Apoikia lindahlii

Scientific classification
- Domain: Eukaryota
- Clade: Sar
- Clade: Stramenopiles
- Division: Ochrophyta
- Class: Chrysophyceae
- Order: Apoikiida
- Family: Apoikiaceae
- Genus: Apoikia Kim, Yubuki, Leander & Graham, 2010
- Species: A. lindahlii
- Binomial name: Apoikia lindahlii (Skuja 1956) Kim, Yubuki, Leander & Graham, 2010
- Synonyms: Monas lindahlii Skuja 1956

= Apoikia lindahlii =

- Authority: (Skuja 1956) Kim, Yubuki, Leander & Graham, 2010
- Synonyms: Monas lindahlii
- Parent authority: Kim, Yubuki, Leander & Graham, 2010

Species of single-celled algae

Apoikia lindahlii is a species of golden algae belonging to the monotypic genus Apoikia.

==Description==
Apoikia lindahlii is a member of the chrysophytes, a class of flagellates informally known as golden algae. In particular, A. lindahlii is one of several chrysophyte species that are non-photosynthetic and colonial, whose cells are usually surrounded in mucilage. Each cell is spherical or ellipsoidal, with two flagella of unequal length. They form loose irregular colonies of a single layer of cells, from which swimming cells may detach. These colonies produce extensive colorless mucilage containing bacteria. The colonial cells lack a mucilage stalk and any type of intercellular connections, which are common in other genera. They also lack scales, which are present in other chrysophytes such as Synura.

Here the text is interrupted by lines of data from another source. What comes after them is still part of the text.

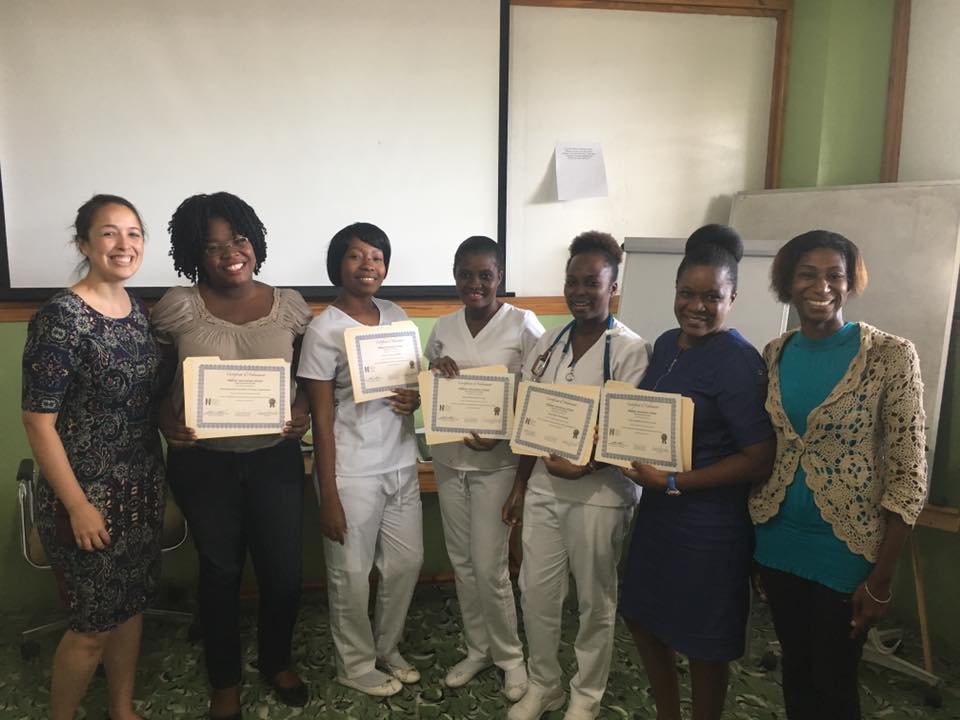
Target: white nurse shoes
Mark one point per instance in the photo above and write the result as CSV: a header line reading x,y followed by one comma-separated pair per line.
x,y
578,712
536,702
465,670
373,683
398,666
515,683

Members of this species are obligate heterotrophs. Their chloroplasts have secondarily lost their photosynthetic activity, and instead they are colorless leukoplasts. These are positioned near the nucleus, surrounded by four membranes.

==Taxonomy==
In 2010, protistologists Eunsoo Kim, Naoji Yubuki, Brian S. Leander and Linda E. Graham isolated this species of heterotrophic flagellate from acidic Sphagnum-dominated peat bogs located in Wisconsin, USA. In particular, samples were collected from Jyme Lake, Oneida County, and Hook Lake, Dane County. Molecular phylogenetic analysis placed the isolate inside the chrysophytes. In addition, two species of flagellates were discovered living inside the mucilage of this chrysophyte: Filos agilis and Nanum amicum.

Being a tiny, colorless chrysophyte, the authors considered a similarity with the polyphyletic genera Monas and Spumella. Its specific characteristics, such as the production of colorless mucilage and the formation of a single hemispherical layer of colonial cells, were previously reported in the species Monas lindahlii, described by Heinrich Leonhards Skuja in 1956. Kim and coauthors considered M. lindahlii to most closely resemble their new isolate. Due to the problematic status of the genus Monas, they established a new generic name Apoikia (meaning 'colony') to avoid taxonomic confusion, and described the isolate as its type and only species A. lindahlii.

Initially, Apoikia was not classified in any particular order or family of chrysophytes, but the 2010 molecular analysis placed it within "clade E", together with genera such as Lagynion and Chrysosphaera. In 2015, a phylogenetic study described a new order Apoikiida and family Apoikiaceae based on this genus, to accommodate it and the closely related genus Apoikiospumella.